Retrouvailles des Époux is the final plate in the L’Odyssée twelve image portfolio by Andre Masson and depicts the final scene of Homer’s Odyssey. Odysseus has returned to Ithaca after his twenty-year absence but is unrecognized by his wife Penelope. Uncertain who is before her, she quickly dispatches a command to her maid to move a bed, a request that only Odysseus would know to be impossible. Penelope realizes that the stranger before her is husband and she embraces him and weeps.
The "L'Odysee" portfolio of twelve images was published by UNESCO (United Nations Educational, Scientific and Cultural Organization) and printed by the artist and Atelier Crommelnyck in an edition of 120 plus 20 artist's proofs.
Andre Masson moved to Paris in 1912 to study at the École nationale supérieure des beaux-arts. While in Paris, he became interested in mythological-themed paintings of Nicolas Poussin, subjects that he would later investigate in his own work. In 1915 he joined the French infantry and fought in the battles of the Somme. He was seriously wounded during a battle in 1917 and spent months in the hospital recovering physically and psychologically. The war influenced Masson’s art and he later wrote, “The field of battle made a human being of me. It literally threw me into the humus humain.”
In 1919, he moved to the south of France for a few years before returning to Paris. There he participated in the Surrealist movement between 1924 and 1929 and became a leading practitioner of automatism. Under the German occupation of France during World War II, Masson’s work was declared degenerate. He fled France eventually taking refuge in United States, first living in New York before moving to rural Connecticut in 1941. It was during this time that he worked at Stanley William Hayter’s experimental workshop Atelier 17 at the New School in New York.
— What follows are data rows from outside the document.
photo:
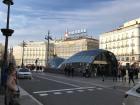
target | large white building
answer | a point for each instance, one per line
(74, 42)
(67, 48)
(124, 42)
(31, 52)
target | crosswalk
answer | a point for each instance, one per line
(67, 91)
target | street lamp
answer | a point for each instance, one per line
(22, 62)
(6, 32)
(48, 47)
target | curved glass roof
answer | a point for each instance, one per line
(89, 56)
(55, 62)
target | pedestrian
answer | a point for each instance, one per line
(65, 70)
(103, 73)
(72, 71)
(114, 73)
(12, 90)
(119, 72)
(131, 74)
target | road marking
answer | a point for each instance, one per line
(59, 81)
(95, 84)
(80, 90)
(56, 93)
(69, 91)
(26, 93)
(62, 90)
(43, 94)
(90, 89)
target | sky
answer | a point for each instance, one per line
(31, 19)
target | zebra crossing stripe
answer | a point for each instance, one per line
(69, 91)
(57, 93)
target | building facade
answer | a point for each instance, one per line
(124, 42)
(32, 53)
(68, 47)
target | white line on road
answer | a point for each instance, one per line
(99, 88)
(85, 82)
(43, 94)
(26, 93)
(69, 91)
(58, 81)
(80, 90)
(62, 90)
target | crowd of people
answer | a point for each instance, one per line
(119, 73)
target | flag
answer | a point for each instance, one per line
(48, 37)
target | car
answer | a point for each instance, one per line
(132, 96)
(24, 73)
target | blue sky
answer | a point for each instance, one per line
(31, 19)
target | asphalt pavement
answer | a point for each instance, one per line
(58, 89)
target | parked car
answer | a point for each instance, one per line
(132, 97)
(24, 73)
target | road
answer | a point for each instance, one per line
(53, 89)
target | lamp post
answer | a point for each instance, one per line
(22, 61)
(6, 32)
(48, 47)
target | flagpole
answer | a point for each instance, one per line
(48, 51)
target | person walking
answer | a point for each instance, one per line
(103, 72)
(12, 90)
(131, 74)
(123, 74)
(114, 73)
Masson returned to France in 1945 and settled in Aix-en-Provence in 1947. He was awarded the Grand Prix National des Art in 1954 and, in 1958, the Venice Biennale dedicated an entire room to his work. As early as 1933 he produced designs for the stage and, in 1965, he was invited to paint the ceiling of the Théâtre de l'Odéon in Paris.
Andre Masson died on 28 October 28 1987 in Aix-en-Provence, France.